2-17.根底
その日は、夜から雨が降り始めた。
蒸し暑い部屋で、私は机に向かい続けていた。
家庭教師の教材。妃教育の課題。マリアンナから届いた手紙への返事。伯爵家の事務仕事。
気づけば、机の上には自分のものより妹の書類の方が多い。
「お嬢様」
ベルが静かに紅茶を置いた。
「もう夜明けも近いですよ」
時計を見る。
午前四時を回っていた。
「あと少しだけしてから寝るわ」
「その『あと少し』が毎日続いております」
「大丈夫よ」
「そのお言葉は、もう信用できません」
ベルがため息をつき、私の顔を覗き込む。
「明日は家庭教師のお仕事もございます。もうお休みください」
「でも、まだ終わっていないもの」
「……お嬢様」
ベルの声が少しだけ低くなる。
「どうして、そこまでご自分を後回しになさるのですか?」
「……」
答えられなかった。
マリアンナのため。
伯爵家のため。
お父様やお母様、弟のため。
そう言えば、きっと全部正しい。
けれど、本当は――。
誰かに頼ることが、昔から苦手だった。
幼い頃から、私は「いい子」でいることを覚えた。
泣かなければ褒めてもらえる。
我慢すれば困らせずに済む。
自分でできれば、誰かの手を煩わせなくて済む。
そうしているうちに、いつの間にか。
――「助けて」と言うことの方が、怖くなっていた。
回帰したからといって、その性格まで変わるわけではない。
せっかく見つけた家庭教師の仕事も、伯爵家の仕事も。
「助かる」と言ってもらえることが嬉しかった。
だからこそ、今さら「もう無理」なんて言いたくなかった。
(私は長女なんだから、しっかりしないと)
そう思って、再びペンを握る。
その瞬間――視界が、ぐらりと揺れた。
「あ……」
インク瓶が倒れる。
黒い液体が机から床へ流れ落ちた。
「お嬢様!」
立ち上がろうとした身体が、力を失う。
すぐにベルが駆け寄り、私の身体を支えた。
「大丈夫ですか!?」
「……少し、立ちくらみがしただけ」
「もう見ていられません!」
珍しくベルが声を荒げる。
「ここ数日、まともに眠っていないでしょう!」
「でも……」
「でも、ではありません!」
肩を支えるベルの手に力がこもる。
「お嬢様が倒れてしまったら、誰が困ると思っているんですか」
「……」
「マリアンナ様だけではありません。
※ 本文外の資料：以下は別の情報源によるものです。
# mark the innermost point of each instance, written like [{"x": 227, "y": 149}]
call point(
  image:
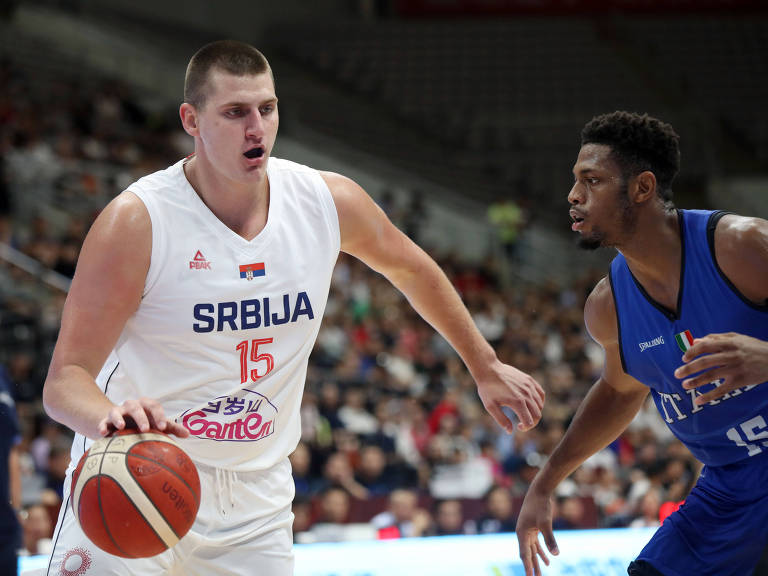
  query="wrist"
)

旦那様も、奥様も、ルーカス様も。ここにいる私たちだって困ります」
その言葉に、胸の奥が小さく痛んだ。
私はいつも、自分が迷惑をかけないことばかり考えていた。
誰かに頼るより、自分が頑張ればいい。
自分が我慢すれば、それで済む。
そうやって生きてきた。
だから――。
「一度、旦那様にご相談されてはいかがですか?」
「……それは」
口にしようとして、言葉が詰まる。
怖い。
失望されたくない。
「できる娘」だと思ってもらえたのに、こんなことで弱音を吐いてしまったら。
また、困らせてしまったら。
「……大丈夫よ」
結局、いつもの言葉しか出てこなかった。
「少し休めば、またできるから」
ベルは何も言わなかった。
ただ、ひどく悲しそうな顔で私を見つめていた。
その視線から逃げるように、私は机へ戻ろうとする。
まだ終わっていない。
明日までに終わらせなければ。
マリアンナが困る。
伯爵家に迷惑がかかる。
だから――。
(大丈夫)
そう言い聞かせながら、私は再びペンを握った。
自分自身が、限界を迎えていることにも気づかないまま。